Arthur Maass, Thomson Professor of Government
Maass mixed calm observation with 10 minutes of terror and cathedrals with bulls in the summer of 1983. And, he will tell you, he won't deduct a penny of his expenses from next year's income taxes, which is to say, he did it all for his personal pleasure.
Maass spent several months travelling in Spain. The cathedrals came, one after another over a period of several weeks, as he followed a centuries-old pilgrimage route to the cathedral of Santiago de Campotelo.
The bulls came all at once when Maass ran with the young men of Pamplona through deserted city streets chased by a dozen half-ton animals in the annual "running of the bulls." The custom precedes a bullfight in the town's central arena and is a historic test of bravado.
"I didn't run very far and I didn't run very long Naturally, however, it was exciting," he says.

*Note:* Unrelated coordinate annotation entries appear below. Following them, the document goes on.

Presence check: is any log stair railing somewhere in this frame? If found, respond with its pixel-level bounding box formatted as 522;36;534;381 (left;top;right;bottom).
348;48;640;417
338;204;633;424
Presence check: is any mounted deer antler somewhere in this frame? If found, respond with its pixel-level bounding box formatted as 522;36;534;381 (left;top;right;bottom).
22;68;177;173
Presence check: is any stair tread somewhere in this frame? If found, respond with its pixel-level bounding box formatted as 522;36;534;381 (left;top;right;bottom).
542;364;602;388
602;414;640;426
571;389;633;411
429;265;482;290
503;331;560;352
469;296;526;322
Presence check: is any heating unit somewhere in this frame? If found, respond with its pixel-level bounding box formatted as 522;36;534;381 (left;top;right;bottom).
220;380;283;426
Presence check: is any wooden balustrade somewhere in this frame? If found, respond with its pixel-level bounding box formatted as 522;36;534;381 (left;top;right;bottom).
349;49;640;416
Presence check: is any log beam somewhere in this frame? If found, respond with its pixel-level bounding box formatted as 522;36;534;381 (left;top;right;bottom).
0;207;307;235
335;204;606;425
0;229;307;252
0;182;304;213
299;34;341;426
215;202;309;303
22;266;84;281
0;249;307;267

Adds a companion who observed the event. "He may not have run far, but he certainly ran fast."
Gregory Nagy, professor of Greek and Latin
With what begins to seem a common introduction to astounding summer tales, Professor Gregory Nagy prefaces a description of his summer with a complaint. "Well, I really didn't do anything terribly interesting."

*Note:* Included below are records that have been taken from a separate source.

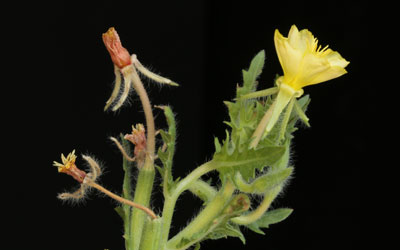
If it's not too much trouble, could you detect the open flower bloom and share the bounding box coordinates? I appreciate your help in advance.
[266,25,349,132]
[103,27,132,69]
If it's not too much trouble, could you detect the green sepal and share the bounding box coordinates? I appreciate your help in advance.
[213,133,285,181]
[236,50,265,98]
[246,208,293,234]
[234,167,293,194]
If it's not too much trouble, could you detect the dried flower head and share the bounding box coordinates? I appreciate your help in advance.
[124,123,147,167]
[53,150,86,183]
[53,150,101,200]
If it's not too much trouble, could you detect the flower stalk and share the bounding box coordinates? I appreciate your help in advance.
[53,25,349,250]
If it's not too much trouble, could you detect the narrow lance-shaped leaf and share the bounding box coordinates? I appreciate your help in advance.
[213,134,285,181]
[246,208,293,234]
[158,106,176,193]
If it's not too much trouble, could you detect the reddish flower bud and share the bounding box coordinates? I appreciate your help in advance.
[103,27,132,69]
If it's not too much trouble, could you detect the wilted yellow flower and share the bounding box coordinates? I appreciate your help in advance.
[53,150,86,183]
[274,25,349,91]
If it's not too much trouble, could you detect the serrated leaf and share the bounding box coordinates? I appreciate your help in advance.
[234,168,293,194]
[236,50,265,98]
[246,208,293,234]
[214,137,221,153]
[213,140,285,181]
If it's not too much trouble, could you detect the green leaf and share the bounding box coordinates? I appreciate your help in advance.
[213,137,285,181]
[157,106,176,193]
[246,208,293,234]
[234,167,293,194]
[236,50,265,98]
[114,206,125,221]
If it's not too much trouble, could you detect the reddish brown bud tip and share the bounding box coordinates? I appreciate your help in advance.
[103,27,132,69]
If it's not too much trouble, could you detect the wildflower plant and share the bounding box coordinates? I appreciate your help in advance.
[53,25,349,250]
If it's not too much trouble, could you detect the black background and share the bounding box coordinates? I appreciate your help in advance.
[7,1,373,250]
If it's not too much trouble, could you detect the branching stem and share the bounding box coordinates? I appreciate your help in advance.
[87,181,157,219]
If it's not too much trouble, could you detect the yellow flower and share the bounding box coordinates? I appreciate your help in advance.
[265,25,349,133]
[274,25,349,91]
[53,150,86,183]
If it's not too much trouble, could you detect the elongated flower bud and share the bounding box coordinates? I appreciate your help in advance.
[103,27,132,69]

Actually, Nagy not only took a whale-watching cruise off Cape Cod, he also completed a book of literary criticism on the work of Pindar, an archaic Greek lyric poet.

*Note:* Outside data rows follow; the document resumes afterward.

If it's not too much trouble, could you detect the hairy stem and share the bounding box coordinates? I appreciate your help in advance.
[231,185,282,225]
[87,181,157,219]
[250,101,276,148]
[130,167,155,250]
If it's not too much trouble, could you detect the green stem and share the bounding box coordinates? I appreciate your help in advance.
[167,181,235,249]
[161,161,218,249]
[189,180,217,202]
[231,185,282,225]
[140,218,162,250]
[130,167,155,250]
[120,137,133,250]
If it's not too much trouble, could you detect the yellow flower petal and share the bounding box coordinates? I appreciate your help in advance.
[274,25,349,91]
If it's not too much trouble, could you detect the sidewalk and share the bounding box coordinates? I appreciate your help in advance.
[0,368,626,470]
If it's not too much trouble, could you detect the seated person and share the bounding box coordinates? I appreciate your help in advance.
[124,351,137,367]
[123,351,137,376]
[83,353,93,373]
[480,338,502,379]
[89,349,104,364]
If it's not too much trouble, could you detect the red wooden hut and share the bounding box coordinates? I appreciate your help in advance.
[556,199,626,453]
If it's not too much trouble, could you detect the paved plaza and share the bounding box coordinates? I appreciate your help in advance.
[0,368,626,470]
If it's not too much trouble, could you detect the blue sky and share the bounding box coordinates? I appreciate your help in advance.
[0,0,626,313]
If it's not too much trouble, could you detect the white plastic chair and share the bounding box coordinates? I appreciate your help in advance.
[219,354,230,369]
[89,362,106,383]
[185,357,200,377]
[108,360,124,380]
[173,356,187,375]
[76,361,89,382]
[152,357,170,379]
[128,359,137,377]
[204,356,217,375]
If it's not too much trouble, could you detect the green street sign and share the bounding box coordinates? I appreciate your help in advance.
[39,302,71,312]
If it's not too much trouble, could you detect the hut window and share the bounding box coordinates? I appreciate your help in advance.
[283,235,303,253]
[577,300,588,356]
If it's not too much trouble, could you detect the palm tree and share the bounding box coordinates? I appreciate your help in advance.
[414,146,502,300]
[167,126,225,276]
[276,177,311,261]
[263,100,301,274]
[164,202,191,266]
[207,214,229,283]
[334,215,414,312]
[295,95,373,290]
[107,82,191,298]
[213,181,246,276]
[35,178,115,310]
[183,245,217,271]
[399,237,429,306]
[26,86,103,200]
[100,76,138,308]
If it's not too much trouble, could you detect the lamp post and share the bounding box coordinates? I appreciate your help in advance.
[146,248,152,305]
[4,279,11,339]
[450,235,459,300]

With his own book under his belt, he hustled down to the University of Texas to deliver a series of lectures on ancient rituals surrounding the inauguration of Greek Olympic Games. "It was just hot," he says of his sojourn in the I one Star State.
Daniel Aaron, Thomas Professor of English and American Literature
It's frustrating to talk to Aaron about his summer vacation because it seems as if the best part of it is yet to come. Aaron could fill a dozen "required essays of three paragraphs" with the activities of the past 12 weeks: he completed work on a five-year diary project, and he supervised the ongoing publication of the new Library of America books collecting the writings of major American authors.
But next week Aaron will be going to Sicily, Japan, and Korea to give a series of lectures on American history. The three-country tour will give him a chance to explain, in 50-minute packages, all of American intellectual history, American ethnic writing, and a variety of other topics.
"They [the lectures] will be presented at conferences designed to acquaint foreigners with specific areas of American history," he explains.